Que la libertad sea garantía; la justicia deje de ser promesa y escuchar a las víctimas, pide la CEM a los gobernantes

CEM

Episcopado Mexicano.

LLAMADOS A LA LIBERTAD

Mensaje del Episcopado Mexicano en el 216 aniversario del inicio de nuestra Independencia

«Ustedes, hermanos, han sido llamados a la libertad» (Gal 5,13)

A todo el Pueblo de Dios, a los hombres y mujeres de buena voluntad, y a cuantos habitan o transitan por esta tierra mexicana:

Damos gracias por la Patria

Al conmemorar 216 años del Grito de Dolores y 205 de la consumación de nuestra Independencia, los Obispos de México elevamos ante todo una acción de gracias. Damos gracias por esta tierra, por su gente laboriosa, por su hospitalidad, por su capacidad —tantas veces probada— de levantarse después del dolor.

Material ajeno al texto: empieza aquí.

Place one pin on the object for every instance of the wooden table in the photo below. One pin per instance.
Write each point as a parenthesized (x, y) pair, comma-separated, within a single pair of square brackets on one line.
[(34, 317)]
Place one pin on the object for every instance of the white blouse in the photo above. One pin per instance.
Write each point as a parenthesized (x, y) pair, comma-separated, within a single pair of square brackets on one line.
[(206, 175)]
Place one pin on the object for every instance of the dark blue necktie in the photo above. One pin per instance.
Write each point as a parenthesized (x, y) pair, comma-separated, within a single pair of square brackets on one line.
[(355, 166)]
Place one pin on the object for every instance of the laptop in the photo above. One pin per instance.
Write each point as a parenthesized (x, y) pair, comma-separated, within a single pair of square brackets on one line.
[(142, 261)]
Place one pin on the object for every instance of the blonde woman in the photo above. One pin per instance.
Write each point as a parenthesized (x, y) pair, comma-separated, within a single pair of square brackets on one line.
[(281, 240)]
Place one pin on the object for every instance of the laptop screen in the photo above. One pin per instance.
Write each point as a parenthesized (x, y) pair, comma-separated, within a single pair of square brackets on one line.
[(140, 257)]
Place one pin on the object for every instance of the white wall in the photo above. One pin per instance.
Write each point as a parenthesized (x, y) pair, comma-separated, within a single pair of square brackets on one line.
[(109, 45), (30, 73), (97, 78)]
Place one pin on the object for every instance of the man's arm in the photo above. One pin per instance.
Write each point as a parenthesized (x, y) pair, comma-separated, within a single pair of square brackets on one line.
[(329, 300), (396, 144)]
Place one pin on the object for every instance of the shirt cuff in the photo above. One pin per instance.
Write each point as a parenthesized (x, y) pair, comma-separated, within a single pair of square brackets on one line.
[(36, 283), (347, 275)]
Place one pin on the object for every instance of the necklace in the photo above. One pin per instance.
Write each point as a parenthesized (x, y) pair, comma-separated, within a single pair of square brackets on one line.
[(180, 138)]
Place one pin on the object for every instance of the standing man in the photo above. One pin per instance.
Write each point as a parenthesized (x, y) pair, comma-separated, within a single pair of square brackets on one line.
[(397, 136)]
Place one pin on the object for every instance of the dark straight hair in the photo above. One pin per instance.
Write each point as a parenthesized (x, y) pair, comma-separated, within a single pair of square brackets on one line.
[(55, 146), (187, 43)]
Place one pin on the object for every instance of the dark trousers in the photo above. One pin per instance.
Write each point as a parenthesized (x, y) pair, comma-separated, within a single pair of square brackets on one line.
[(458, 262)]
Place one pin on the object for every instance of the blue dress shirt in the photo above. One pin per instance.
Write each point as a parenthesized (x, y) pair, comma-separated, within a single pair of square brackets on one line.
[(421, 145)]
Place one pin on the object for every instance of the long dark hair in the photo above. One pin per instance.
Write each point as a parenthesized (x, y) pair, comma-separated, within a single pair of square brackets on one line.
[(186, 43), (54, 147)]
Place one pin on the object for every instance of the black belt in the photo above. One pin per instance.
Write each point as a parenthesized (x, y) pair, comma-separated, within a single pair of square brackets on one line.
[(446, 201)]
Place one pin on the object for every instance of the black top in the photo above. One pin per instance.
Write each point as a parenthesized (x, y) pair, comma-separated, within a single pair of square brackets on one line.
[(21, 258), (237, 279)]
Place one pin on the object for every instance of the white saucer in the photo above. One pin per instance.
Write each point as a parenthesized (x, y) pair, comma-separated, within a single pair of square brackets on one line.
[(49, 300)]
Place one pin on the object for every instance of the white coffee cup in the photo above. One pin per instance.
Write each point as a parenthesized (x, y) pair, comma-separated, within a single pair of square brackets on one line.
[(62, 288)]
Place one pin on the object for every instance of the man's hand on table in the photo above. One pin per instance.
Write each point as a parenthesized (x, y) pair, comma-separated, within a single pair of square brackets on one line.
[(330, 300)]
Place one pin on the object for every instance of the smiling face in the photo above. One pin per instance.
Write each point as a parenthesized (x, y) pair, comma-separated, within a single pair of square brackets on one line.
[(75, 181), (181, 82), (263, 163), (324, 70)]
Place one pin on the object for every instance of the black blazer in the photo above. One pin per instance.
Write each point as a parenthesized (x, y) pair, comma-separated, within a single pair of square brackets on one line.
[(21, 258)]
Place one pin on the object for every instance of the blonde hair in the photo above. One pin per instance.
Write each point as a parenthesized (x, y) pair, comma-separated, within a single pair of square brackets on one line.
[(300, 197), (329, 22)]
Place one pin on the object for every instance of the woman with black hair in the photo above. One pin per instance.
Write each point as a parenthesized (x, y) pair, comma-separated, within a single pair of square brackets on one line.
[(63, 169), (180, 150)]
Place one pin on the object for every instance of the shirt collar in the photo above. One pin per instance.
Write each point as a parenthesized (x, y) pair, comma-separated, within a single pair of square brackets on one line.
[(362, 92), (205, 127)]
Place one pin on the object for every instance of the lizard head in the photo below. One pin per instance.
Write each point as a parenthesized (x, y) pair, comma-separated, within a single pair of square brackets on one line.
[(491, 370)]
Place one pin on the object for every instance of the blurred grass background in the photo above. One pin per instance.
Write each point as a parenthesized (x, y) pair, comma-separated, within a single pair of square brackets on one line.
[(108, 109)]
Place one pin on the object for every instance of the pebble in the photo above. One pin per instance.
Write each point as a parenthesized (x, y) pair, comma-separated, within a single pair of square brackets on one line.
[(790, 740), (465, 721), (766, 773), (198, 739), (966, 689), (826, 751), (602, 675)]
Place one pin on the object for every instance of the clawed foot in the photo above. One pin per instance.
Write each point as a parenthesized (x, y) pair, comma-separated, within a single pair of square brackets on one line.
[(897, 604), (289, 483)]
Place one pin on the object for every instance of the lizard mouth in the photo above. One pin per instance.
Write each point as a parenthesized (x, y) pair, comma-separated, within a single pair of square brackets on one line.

México no es una idea abstracta: son rostros, familias, comunidades, pueblos originarios, migrantes que llegan y que parten, jóvenes que sueñan y ancianos que recuerdan.

Llegamos a este 2026 con pasos construidos y con heridas abiertas. Hemos avanzado en conciencia de derechos, en participación de las mujeres, en instituciones que se han querido fortalecer, en solidaridad ante los desastres y en un anhelo social de paz que ya nadie puede ignorar. Al mismo tiempo, siguen sangrando la violencia, la desaparición de personas, la impunidad, la desigualdad que humilla y el desplazamiento forzado de comunidades enteras. Celebrar la Independencia no es cerrar los ojos: es recordar de dónde venimos para tener el ánimo de seguir construyendo.

El alma de nuestro pueblo

Nuestra Independencia nació abrazada a un estandarte. En Atotonilco, la imagen de Santa María de Guadalupe se convirtió en la bandera de un pueblo que se descubría nación. Fue el reconocimiento de que este pueblo ya tenía una Madre y, con Ella, una identidad común capaz de unir al indígena, al criollo y al mestizo en una sola casa. Hasta el primer Presidente de la República quiso llamarse Guadalupe.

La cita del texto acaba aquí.